Back in the spotlight with the release of a new collection of old essays, Annie Dillard recently described in an NPR interview how it took her eighteen months to shake off the pressure of winning the Pulitzer prize and write her seventy-six-page masterpiece of 1977, Holy the Firm:
I kept trying to build myself up into a pitch where I could even understand what I'd written the day before. It's metaphysics. And it turns out that not a lot of people are comfortable with that, but I was.

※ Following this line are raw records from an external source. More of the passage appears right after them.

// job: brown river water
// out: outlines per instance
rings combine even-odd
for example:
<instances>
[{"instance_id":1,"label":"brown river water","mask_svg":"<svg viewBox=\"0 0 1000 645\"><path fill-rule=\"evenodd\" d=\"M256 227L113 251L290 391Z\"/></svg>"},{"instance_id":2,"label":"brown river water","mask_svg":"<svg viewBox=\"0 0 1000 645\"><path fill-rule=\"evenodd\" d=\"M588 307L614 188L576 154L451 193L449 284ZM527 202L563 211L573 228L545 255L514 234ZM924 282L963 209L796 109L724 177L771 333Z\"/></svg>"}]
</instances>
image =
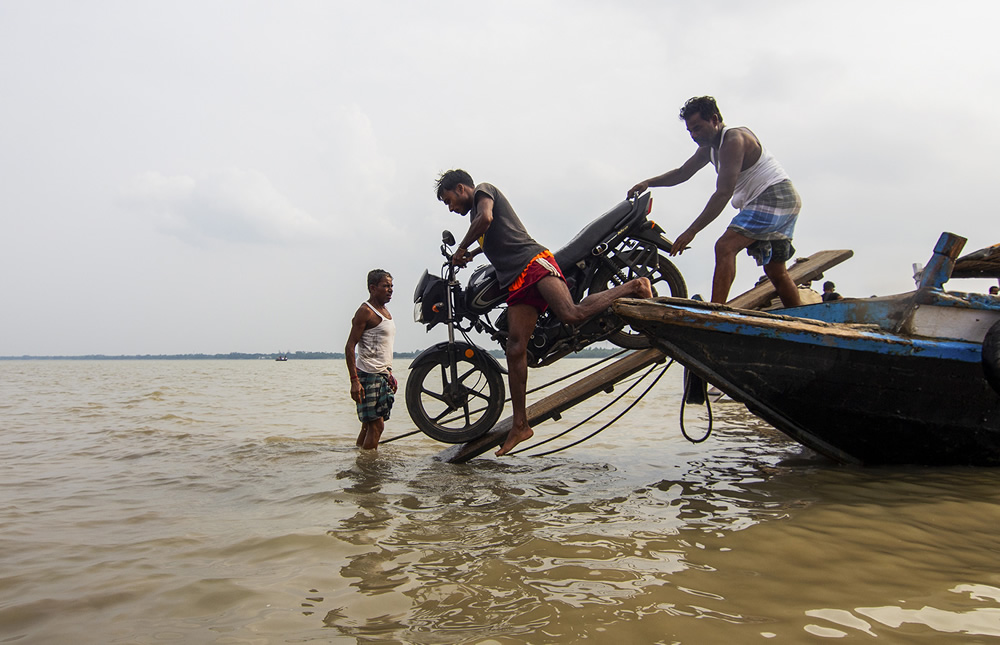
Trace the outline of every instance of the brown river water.
<instances>
[{"instance_id":1,"label":"brown river water","mask_svg":"<svg viewBox=\"0 0 1000 645\"><path fill-rule=\"evenodd\" d=\"M449 465L357 450L340 361L0 361L0 643L998 642L1000 470L689 443L679 383Z\"/></svg>"}]
</instances>

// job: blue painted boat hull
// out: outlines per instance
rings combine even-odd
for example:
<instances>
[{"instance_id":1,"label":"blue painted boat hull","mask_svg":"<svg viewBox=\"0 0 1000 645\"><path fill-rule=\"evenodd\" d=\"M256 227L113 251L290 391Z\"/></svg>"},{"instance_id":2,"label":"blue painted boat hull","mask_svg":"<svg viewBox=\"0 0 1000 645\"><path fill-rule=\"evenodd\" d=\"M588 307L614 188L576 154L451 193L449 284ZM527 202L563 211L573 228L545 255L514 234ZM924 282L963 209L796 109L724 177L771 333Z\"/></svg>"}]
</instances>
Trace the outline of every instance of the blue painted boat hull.
<instances>
[{"instance_id":1,"label":"blue painted boat hull","mask_svg":"<svg viewBox=\"0 0 1000 645\"><path fill-rule=\"evenodd\" d=\"M982 343L676 299L615 311L666 354L842 463L1000 466Z\"/></svg>"}]
</instances>

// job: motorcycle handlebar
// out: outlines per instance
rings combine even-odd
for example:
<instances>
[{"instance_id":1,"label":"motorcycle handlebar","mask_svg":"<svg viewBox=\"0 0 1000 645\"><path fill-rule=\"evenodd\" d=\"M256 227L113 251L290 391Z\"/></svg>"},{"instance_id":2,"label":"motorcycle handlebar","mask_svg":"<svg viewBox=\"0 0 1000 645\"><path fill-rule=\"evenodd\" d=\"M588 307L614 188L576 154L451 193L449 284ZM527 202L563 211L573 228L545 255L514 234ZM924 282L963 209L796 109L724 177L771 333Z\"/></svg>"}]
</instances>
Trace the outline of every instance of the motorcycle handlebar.
<instances>
[{"instance_id":1,"label":"motorcycle handlebar","mask_svg":"<svg viewBox=\"0 0 1000 645\"><path fill-rule=\"evenodd\" d=\"M452 258L455 257L454 253L449 253L449 249L446 245L441 245L441 255L444 256L444 264L441 265L443 270L448 271L449 279L458 275L458 272L464 267L460 267L457 264L452 264Z\"/></svg>"},{"instance_id":2,"label":"motorcycle handlebar","mask_svg":"<svg viewBox=\"0 0 1000 645\"><path fill-rule=\"evenodd\" d=\"M469 261L472 259L472 256L469 255L468 253L466 253L466 256L464 258L464 260L465 260L464 264L454 264L455 254L451 253L450 251L451 251L451 249L448 247L447 244L442 244L441 245L441 255L443 255L444 259L445 259L444 266L446 266L446 267L447 266L453 266L453 267L455 267L455 272L456 273L460 269L464 269L469 264Z\"/></svg>"}]
</instances>

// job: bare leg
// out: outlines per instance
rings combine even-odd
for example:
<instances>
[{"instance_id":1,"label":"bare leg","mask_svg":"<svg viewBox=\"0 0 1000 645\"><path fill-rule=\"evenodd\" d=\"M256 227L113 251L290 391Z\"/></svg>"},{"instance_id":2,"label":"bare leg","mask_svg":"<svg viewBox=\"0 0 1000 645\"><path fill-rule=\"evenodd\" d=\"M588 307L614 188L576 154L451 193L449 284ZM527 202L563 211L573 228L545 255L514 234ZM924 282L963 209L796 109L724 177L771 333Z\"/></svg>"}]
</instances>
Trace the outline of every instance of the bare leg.
<instances>
[{"instance_id":1,"label":"bare leg","mask_svg":"<svg viewBox=\"0 0 1000 645\"><path fill-rule=\"evenodd\" d=\"M574 304L566 282L555 276L539 280L538 291L552 307L552 311L564 323L579 324L596 316L611 306L617 298L634 296L651 298L653 289L649 279L636 278L607 291L601 291ZM526 411L526 391L528 389L528 339L531 338L538 322L538 312L531 305L513 305L507 308L507 324L510 336L507 338L507 381L510 384L510 403L513 408L513 424L507 440L497 450L497 457L506 455L517 444L534 435L528 425Z\"/></svg>"},{"instance_id":2,"label":"bare leg","mask_svg":"<svg viewBox=\"0 0 1000 645\"><path fill-rule=\"evenodd\" d=\"M362 421L361 422L361 434L358 435L358 444L357 444L358 448L360 448L361 446L365 445L365 435L367 435L367 434L368 434L368 422L367 421Z\"/></svg>"},{"instance_id":3,"label":"bare leg","mask_svg":"<svg viewBox=\"0 0 1000 645\"><path fill-rule=\"evenodd\" d=\"M592 293L579 304L573 303L569 287L561 278L546 276L538 281L538 291L552 307L556 317L567 325L579 325L611 306L618 298L652 298L649 278L636 278L607 291ZM509 316L509 314L508 314Z\"/></svg>"},{"instance_id":4,"label":"bare leg","mask_svg":"<svg viewBox=\"0 0 1000 645\"><path fill-rule=\"evenodd\" d=\"M537 322L538 312L531 305L512 305L507 308L510 330L507 338L507 382L510 384L513 424L507 433L507 440L496 452L497 457L506 455L514 446L535 434L528 425L525 399L528 389L528 339Z\"/></svg>"},{"instance_id":5,"label":"bare leg","mask_svg":"<svg viewBox=\"0 0 1000 645\"><path fill-rule=\"evenodd\" d=\"M715 274L712 276L712 302L725 304L736 279L736 255L753 244L753 240L727 230L715 243Z\"/></svg>"},{"instance_id":6,"label":"bare leg","mask_svg":"<svg viewBox=\"0 0 1000 645\"><path fill-rule=\"evenodd\" d=\"M368 432L365 434L364 444L361 446L365 450L375 450L378 448L378 441L382 438L382 431L385 429L385 421L382 417L368 422Z\"/></svg>"},{"instance_id":7,"label":"bare leg","mask_svg":"<svg viewBox=\"0 0 1000 645\"><path fill-rule=\"evenodd\" d=\"M774 290L781 298L781 304L785 307L798 307L802 304L799 298L799 288L795 286L792 276L788 275L788 268L784 262L768 262L764 265L764 273L771 279Z\"/></svg>"}]
</instances>

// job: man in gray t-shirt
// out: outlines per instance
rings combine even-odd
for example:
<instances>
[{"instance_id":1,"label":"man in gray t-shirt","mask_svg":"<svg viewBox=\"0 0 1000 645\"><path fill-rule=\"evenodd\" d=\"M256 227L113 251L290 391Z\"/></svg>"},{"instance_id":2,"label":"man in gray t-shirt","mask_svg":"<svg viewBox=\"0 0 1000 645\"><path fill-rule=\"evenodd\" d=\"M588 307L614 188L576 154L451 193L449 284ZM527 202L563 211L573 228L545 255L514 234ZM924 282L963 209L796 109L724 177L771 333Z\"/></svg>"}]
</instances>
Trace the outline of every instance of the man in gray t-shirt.
<instances>
[{"instance_id":1,"label":"man in gray t-shirt","mask_svg":"<svg viewBox=\"0 0 1000 645\"><path fill-rule=\"evenodd\" d=\"M483 197L493 200L493 222L486 233L477 239L496 269L500 286L506 289L517 280L532 258L546 249L528 234L500 189L493 184L479 184L473 191L473 201Z\"/></svg>"},{"instance_id":2,"label":"man in gray t-shirt","mask_svg":"<svg viewBox=\"0 0 1000 645\"><path fill-rule=\"evenodd\" d=\"M528 340L538 316L548 307L562 322L578 325L611 306L616 298L634 296L651 298L649 280L636 278L607 291L600 291L573 302L562 270L552 253L536 242L524 228L510 202L492 184L479 184L464 170L449 170L437 181L437 198L450 211L472 214L469 230L452 257L452 264L465 266L483 252L497 271L500 285L508 290L507 380L513 425L497 456L507 454L534 434L525 411L528 387ZM469 251L473 242L479 248Z\"/></svg>"}]
</instances>

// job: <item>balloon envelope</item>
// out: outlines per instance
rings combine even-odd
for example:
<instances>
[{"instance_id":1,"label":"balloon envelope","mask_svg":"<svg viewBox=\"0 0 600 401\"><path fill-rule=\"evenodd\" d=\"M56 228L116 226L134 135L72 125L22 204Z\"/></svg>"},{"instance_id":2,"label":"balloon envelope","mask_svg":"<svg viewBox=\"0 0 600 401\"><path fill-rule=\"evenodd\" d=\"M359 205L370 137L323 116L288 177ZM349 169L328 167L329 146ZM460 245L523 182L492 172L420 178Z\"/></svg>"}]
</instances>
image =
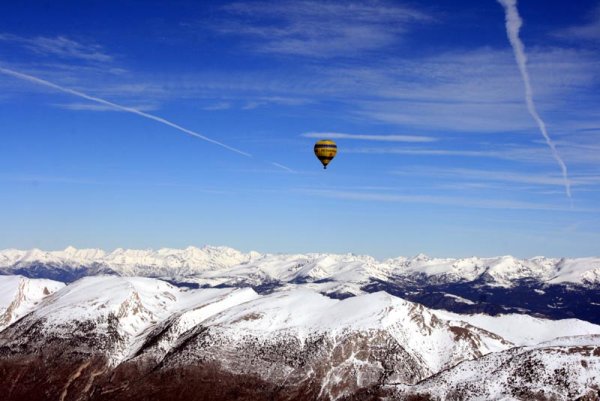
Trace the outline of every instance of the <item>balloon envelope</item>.
<instances>
[{"instance_id":1,"label":"balloon envelope","mask_svg":"<svg viewBox=\"0 0 600 401\"><path fill-rule=\"evenodd\" d=\"M330 139L323 139L315 143L315 156L323 163L323 168L327 168L329 162L337 154L337 145Z\"/></svg>"}]
</instances>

I guess that's why they told me I had a masculine mind.
I’m honestly not sure what she means by “masculine mind,” but like so many of her provoking, confusing phrases, I’m sure it will linger in my own mind like a hypothesis, or a dormant revelation.
For Dillard hypotheses are dormant revelations and for Dillard God does reveal truths to humans in the language of metaphysics as much as in the language of theology; in the form of a poem as much as in the form of a joke; and most likely in the form of nothing our minds can comprehend but which regardless physically exists as—for example—time does.

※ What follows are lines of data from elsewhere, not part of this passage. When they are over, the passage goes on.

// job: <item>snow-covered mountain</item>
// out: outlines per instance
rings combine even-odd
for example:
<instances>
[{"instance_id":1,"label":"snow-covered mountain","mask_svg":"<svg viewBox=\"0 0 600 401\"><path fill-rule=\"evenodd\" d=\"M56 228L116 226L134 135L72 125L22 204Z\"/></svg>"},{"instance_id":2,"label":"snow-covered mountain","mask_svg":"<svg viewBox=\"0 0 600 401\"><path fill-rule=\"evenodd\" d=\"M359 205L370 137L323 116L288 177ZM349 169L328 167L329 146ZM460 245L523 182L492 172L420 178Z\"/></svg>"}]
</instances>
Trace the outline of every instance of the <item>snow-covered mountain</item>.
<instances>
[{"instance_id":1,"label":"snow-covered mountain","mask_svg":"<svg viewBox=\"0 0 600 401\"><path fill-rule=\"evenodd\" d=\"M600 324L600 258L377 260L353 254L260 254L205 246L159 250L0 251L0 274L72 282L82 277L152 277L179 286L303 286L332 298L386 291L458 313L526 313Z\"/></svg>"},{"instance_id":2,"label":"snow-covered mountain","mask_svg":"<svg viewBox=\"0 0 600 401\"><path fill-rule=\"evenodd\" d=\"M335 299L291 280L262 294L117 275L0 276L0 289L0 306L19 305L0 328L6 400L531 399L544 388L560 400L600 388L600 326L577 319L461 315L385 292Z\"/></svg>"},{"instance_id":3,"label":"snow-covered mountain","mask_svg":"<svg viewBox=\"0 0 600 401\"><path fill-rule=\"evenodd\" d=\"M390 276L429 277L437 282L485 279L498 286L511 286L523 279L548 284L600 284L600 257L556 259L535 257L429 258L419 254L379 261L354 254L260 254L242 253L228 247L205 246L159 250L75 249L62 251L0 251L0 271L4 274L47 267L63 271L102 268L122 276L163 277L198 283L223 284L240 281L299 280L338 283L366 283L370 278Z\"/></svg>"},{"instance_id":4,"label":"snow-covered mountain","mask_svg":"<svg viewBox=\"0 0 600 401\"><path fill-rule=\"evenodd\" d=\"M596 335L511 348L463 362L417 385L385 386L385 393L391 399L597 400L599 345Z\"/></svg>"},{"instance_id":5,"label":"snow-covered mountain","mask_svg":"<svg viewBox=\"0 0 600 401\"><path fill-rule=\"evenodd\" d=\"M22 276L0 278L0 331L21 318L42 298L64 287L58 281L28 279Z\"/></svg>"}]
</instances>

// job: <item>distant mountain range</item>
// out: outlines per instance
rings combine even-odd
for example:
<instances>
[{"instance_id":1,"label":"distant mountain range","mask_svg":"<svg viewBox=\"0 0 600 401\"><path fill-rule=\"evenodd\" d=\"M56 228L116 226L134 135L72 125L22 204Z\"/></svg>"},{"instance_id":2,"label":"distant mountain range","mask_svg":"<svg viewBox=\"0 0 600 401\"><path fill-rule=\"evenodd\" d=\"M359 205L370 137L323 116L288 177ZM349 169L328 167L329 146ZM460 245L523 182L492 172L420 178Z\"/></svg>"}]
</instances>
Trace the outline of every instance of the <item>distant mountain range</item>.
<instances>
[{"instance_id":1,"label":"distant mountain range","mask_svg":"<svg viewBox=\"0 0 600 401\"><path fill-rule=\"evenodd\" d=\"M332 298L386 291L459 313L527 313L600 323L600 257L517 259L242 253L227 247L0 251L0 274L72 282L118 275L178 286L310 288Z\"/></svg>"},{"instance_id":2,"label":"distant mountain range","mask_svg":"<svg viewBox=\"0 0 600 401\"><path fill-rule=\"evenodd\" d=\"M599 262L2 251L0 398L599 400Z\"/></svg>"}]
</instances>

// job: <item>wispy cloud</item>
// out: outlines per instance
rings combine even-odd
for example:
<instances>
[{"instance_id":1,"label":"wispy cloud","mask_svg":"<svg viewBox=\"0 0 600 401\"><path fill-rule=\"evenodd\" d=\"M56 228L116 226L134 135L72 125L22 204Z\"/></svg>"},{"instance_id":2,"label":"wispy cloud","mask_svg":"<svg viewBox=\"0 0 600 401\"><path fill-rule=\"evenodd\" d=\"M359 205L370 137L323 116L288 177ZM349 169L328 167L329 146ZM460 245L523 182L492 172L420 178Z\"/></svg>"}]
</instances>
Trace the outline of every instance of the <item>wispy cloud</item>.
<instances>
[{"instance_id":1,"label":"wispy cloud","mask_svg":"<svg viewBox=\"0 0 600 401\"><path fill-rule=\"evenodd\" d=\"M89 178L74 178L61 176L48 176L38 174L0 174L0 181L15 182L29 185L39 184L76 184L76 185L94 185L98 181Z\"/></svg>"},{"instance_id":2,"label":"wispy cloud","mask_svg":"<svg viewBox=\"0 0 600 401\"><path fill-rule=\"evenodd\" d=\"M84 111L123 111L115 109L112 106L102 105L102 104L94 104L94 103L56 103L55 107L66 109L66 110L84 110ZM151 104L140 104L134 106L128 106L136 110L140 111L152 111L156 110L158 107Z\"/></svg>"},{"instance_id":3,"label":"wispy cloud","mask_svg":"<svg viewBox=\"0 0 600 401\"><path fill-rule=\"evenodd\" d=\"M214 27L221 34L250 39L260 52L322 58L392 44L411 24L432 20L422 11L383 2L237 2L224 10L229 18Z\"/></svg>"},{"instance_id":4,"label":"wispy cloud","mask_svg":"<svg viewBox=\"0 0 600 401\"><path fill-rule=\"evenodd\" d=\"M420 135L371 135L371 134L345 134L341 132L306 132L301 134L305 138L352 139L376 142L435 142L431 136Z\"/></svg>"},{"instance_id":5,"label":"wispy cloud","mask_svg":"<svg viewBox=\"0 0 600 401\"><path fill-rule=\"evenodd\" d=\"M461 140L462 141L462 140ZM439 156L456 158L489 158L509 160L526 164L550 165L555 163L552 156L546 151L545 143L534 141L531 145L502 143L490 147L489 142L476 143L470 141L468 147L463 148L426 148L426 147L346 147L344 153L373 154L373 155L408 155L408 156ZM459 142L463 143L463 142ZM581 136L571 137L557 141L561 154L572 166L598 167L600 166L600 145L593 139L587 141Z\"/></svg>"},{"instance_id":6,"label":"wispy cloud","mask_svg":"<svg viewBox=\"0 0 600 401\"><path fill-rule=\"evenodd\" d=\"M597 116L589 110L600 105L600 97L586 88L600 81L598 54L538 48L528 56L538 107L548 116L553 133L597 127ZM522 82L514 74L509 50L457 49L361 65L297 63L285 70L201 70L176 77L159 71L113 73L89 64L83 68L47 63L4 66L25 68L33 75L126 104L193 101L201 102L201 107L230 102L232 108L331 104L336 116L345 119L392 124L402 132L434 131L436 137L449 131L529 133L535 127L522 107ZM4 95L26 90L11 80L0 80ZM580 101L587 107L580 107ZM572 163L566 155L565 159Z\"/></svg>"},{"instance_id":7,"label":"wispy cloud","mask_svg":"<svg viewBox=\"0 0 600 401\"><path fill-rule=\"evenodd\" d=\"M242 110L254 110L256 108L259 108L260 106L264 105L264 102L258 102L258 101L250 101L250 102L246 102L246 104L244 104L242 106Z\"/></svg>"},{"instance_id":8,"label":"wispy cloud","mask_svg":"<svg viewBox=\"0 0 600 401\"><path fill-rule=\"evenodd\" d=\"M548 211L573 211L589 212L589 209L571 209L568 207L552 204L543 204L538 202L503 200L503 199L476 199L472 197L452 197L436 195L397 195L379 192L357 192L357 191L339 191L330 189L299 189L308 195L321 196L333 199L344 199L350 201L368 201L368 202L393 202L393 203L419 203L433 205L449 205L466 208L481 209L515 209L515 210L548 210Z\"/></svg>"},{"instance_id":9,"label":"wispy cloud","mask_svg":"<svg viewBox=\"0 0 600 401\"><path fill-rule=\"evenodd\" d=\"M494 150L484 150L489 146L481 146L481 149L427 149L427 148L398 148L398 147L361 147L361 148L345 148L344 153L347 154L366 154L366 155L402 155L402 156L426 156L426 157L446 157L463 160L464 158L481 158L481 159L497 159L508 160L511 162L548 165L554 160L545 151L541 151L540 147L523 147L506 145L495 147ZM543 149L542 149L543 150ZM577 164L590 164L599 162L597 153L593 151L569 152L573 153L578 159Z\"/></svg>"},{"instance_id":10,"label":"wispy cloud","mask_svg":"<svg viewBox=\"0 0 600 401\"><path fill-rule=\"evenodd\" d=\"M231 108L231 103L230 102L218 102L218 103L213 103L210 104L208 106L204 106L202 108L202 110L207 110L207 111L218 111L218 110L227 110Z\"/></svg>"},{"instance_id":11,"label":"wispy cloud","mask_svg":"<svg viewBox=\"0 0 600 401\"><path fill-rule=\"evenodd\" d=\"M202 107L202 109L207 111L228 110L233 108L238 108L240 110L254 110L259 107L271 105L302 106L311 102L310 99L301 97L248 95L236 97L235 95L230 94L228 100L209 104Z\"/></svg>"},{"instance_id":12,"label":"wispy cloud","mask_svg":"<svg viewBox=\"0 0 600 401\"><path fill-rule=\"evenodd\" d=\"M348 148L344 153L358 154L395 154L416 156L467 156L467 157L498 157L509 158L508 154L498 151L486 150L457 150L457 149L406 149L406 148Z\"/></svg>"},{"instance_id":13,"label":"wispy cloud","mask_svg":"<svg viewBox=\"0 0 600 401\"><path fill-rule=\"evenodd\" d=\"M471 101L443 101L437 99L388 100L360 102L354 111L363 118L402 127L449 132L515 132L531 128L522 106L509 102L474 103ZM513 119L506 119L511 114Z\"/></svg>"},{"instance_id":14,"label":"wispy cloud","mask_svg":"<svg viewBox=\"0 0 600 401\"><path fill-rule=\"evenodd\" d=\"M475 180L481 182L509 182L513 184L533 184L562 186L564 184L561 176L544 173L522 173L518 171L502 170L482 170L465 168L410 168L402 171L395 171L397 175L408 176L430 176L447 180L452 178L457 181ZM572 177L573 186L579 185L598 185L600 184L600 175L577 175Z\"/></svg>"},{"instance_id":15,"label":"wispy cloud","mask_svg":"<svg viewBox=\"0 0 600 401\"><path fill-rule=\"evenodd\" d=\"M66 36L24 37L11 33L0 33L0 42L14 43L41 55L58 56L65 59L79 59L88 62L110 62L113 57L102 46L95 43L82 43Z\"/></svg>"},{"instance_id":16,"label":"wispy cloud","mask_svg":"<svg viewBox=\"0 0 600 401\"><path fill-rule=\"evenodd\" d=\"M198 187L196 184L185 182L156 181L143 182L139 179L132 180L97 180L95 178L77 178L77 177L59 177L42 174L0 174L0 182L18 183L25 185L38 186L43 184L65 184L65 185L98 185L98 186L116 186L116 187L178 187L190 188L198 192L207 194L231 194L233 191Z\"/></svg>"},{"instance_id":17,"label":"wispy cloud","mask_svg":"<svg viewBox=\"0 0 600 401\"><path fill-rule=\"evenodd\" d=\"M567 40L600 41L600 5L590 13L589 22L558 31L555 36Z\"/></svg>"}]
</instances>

Holy the Firm is set on northern Puget Sound in Washington, where Dillard lived for two years in a one-room cabin with her cat Small. Over the course of three days, the first-person narrator asks herself questions about time, reality, salts, minerals, sacrifice, death, and the will of God.

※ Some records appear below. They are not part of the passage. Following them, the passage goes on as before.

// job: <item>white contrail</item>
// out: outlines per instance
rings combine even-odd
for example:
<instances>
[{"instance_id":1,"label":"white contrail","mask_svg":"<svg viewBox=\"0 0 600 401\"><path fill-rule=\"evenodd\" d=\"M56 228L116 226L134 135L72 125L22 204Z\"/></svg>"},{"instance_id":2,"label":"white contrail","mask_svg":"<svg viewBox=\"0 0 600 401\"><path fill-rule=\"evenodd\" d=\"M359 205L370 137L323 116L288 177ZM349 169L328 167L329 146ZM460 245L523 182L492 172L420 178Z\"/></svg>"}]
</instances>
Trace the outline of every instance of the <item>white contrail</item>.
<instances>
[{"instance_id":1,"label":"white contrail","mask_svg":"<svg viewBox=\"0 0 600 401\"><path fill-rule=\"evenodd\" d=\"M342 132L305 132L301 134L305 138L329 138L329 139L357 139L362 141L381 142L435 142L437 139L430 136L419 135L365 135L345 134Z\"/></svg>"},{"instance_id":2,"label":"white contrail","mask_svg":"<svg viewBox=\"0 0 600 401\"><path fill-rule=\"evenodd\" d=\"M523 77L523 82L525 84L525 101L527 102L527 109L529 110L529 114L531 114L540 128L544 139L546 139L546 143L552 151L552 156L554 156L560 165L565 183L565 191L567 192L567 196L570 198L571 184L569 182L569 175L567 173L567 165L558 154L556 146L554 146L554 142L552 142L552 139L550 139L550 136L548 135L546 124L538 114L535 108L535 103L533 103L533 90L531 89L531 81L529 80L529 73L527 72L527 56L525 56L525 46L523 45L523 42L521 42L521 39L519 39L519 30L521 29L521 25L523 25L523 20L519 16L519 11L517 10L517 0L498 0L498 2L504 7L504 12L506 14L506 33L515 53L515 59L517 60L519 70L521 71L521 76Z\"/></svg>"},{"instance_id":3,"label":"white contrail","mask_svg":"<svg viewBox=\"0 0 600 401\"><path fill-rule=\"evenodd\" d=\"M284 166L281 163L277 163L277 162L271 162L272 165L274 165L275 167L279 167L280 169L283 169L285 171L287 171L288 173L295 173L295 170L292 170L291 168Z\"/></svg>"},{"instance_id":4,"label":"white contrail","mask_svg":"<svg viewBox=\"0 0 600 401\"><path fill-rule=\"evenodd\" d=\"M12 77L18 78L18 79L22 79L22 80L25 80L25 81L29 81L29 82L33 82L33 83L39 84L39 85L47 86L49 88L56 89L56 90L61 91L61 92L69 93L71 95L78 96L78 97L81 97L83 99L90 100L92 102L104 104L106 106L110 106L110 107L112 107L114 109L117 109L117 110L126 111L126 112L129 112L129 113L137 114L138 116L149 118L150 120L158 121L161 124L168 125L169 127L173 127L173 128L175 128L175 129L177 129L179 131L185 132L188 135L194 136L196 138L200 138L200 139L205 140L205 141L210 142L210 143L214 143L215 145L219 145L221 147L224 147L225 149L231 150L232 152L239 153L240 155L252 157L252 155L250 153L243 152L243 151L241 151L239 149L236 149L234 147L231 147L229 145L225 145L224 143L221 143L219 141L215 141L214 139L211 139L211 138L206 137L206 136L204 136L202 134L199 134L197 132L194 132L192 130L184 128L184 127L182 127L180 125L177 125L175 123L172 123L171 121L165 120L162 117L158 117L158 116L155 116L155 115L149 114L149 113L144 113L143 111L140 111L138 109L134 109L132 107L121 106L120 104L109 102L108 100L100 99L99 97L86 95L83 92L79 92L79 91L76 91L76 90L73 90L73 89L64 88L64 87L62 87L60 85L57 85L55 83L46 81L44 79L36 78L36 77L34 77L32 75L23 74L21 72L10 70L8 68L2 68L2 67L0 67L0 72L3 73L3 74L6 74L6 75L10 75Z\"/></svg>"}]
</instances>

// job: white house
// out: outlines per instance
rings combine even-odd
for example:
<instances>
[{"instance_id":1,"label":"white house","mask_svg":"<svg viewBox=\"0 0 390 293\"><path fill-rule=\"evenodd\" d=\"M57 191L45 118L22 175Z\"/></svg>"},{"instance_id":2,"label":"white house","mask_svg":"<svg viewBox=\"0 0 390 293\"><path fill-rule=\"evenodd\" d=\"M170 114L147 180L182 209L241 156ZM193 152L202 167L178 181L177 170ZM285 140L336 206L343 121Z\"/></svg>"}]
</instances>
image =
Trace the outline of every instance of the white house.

Day one is glorious. In awe, the narrator observes the landscape, seascape, shifting patterns of sky in “this world, a dream forced into my ear and sent round my body on ropes of hot blood.” Her descriptions hint at the presence of an animating force beneath the surface of everything. (“The hill creates itself”; “The sky is gagging on trees”). She repeatedly introduces us to “the god of today,” whose characteristics are manifold: “rampant and drenched"; "pagan and fernoot”; “wholly here and emptied.” Day two is violent. A little girl’s face is burned off—her skin melted—by a spout of jet fuel burst from the wing of a falling plane. That day God is “a brute and a traitor, abandoning us to time, to necessity and the engines of matter unhinged.” She questions faith, and whether God has any “willful connection with time whatsoever, and with us.” By day three she “only know[s] enough of God to want to worship him, by any means at hand.” In the last pages of the book, through an acrobatic display of theological, scientific, poetic, and crude language, the narrator somehow resolves nearly all of her unresolved questions.
Some surmise that the three-part, three-day structure of Holy the Firm is meant to accompany the three days in the Triduum. Dillard hasn’t confirmed this, but it nevertheless seems plausible. Try Holy the Firm this year. I promise you’ll want to read it again soon.